Comparison of morphology of human macular and peripheral Bruch's membrane in older eyes.

Deposits in macular human Bruch's membrane (BrM) increase with age and have been postulated to be associated with age-related maculopathy. We used two ultrastructural methods to compare these deposits by electron microscopy in macular and peripheral BrM of eight eyes from donors 63-86 years of age. Quick-freeze/deep-etch (QFDE) was used to prepare replicas that showed the ultrastructure of deposits, and osmium-tannic acid-paraphenylenediamine (OTAP) was used to preserve small extracellular lipid particles. We found that an accumulation of lipoprotein-like particles (LLPs) occurred in the peripheral BrM just as it does in the macular region, but with perhaps a somewhat slower time course. The "lipid wall," reported in macular BrM, was also found occasionally in the peripheral regions. The same processes that lead to age-related accumulation of LLPs in macular BrM appear to also occur in the peripheral regions.

The iron carrier transferrin is upregulated in retinas from patients with age-related macular degeneration.
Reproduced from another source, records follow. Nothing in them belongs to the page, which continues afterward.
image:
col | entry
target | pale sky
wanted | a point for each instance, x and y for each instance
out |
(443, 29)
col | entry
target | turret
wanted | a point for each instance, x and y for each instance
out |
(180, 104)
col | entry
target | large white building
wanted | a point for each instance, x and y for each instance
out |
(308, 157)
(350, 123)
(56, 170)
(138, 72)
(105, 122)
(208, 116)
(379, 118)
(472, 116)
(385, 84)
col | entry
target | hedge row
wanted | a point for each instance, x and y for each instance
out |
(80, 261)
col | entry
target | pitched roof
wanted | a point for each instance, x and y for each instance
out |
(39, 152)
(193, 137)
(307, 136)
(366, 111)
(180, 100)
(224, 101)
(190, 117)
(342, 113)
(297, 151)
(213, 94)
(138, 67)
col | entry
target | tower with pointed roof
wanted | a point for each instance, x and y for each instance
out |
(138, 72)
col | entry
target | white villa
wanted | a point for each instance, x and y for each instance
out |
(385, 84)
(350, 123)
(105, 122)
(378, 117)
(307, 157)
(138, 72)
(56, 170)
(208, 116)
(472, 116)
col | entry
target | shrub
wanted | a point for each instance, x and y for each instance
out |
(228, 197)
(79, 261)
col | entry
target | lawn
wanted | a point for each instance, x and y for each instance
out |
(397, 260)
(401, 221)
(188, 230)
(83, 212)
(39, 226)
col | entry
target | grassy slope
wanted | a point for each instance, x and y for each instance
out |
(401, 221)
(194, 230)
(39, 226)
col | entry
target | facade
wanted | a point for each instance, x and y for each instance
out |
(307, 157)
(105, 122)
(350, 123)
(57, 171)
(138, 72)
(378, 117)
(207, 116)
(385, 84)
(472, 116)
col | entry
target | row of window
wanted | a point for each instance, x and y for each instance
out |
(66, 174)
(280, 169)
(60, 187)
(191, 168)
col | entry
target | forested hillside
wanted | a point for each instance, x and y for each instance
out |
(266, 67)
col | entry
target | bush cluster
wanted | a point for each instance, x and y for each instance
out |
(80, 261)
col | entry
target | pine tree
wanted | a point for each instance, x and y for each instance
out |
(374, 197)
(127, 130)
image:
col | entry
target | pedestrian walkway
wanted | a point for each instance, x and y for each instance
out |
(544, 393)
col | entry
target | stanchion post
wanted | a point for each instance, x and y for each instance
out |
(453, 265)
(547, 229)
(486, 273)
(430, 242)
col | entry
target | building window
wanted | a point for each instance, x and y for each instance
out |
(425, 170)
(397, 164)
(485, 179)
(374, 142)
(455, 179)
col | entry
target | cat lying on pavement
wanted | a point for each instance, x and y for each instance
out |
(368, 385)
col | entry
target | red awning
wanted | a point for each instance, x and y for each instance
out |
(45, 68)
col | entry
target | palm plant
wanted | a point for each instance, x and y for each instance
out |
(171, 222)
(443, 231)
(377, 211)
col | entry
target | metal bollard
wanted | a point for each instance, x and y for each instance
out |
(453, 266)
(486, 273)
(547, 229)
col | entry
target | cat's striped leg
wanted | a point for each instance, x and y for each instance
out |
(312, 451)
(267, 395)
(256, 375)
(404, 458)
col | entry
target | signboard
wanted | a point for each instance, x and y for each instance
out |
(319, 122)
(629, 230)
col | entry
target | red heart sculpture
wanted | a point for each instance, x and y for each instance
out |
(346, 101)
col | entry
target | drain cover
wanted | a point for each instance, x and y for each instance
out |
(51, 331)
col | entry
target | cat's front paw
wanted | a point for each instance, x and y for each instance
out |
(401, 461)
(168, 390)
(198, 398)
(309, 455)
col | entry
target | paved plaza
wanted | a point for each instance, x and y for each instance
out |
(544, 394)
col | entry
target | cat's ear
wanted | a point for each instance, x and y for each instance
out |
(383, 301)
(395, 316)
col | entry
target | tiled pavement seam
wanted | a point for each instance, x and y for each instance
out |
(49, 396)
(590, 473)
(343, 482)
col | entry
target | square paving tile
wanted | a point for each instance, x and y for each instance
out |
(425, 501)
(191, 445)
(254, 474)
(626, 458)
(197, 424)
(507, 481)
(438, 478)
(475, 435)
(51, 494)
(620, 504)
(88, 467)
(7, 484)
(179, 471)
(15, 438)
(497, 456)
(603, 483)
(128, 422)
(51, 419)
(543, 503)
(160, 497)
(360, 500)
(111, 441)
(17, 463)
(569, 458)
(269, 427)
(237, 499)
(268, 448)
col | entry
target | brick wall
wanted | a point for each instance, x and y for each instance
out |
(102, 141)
PURPOSE: Iron can cause oxidative stress, and elevated iron levels have been associated with several neurodegenerative diseases including age-related macular degeneration (AMD). Transferrin, an iron transport protein, is expressed at high levels in the retina. The purpose of this study was to assess transferrin involvement in AMD by determining the expression profile of transferrin in retinas with AMD compared with retinas without evidence of disease. METHODS: Postmortem retinas were obtained from AMD and non-AMD eyes. Expression of transferrin was assessed in a microarray dataset from 33 retinas of unaffected donors and 12 retinas of patients with AMD (six with neovascular AMD and six with non-neovascular AMD). Quantitative real-time RT-PCR (QPCR) was used to confirm the microarray results. Transferrin protein expression was assessed by semiquantitative Western blot analysis and immunohistochemistry. RESULTS: In comparison to unaffected retinas, mean transferrin mRNA levels, as measured by microarray analysis were elevated 3.5- and 2.1-fold in non-neovascular and neovascular AMD retinas, respectively. Semiquantitative Western blot analysis demonstrated a 2.1-fold increase in transferrin protein in AMD eyes. Immunohistochemistry showed more intense and widespread transferrin label in AMD maculas, particularly in large drusen, Müller cells, and photoreceptors. CONCLUSIONS: These data demonstrate that transferrin expression is increased in the retinas of patients with AMD relative to those of healthy control patients of comparable age. Along with previous studies that have demonstrated elevated iron levels in AMD retinas, early onset drusen formation in a patient with retinal iron overload resulting from aceruloplasminemia, and retinal degeneration with some features of macular degeneration in the iron-overloaded retinas of ceruloplasmin/hephestin knockout mice, the present study suggests that altered iron homeostasis is associated with AMD.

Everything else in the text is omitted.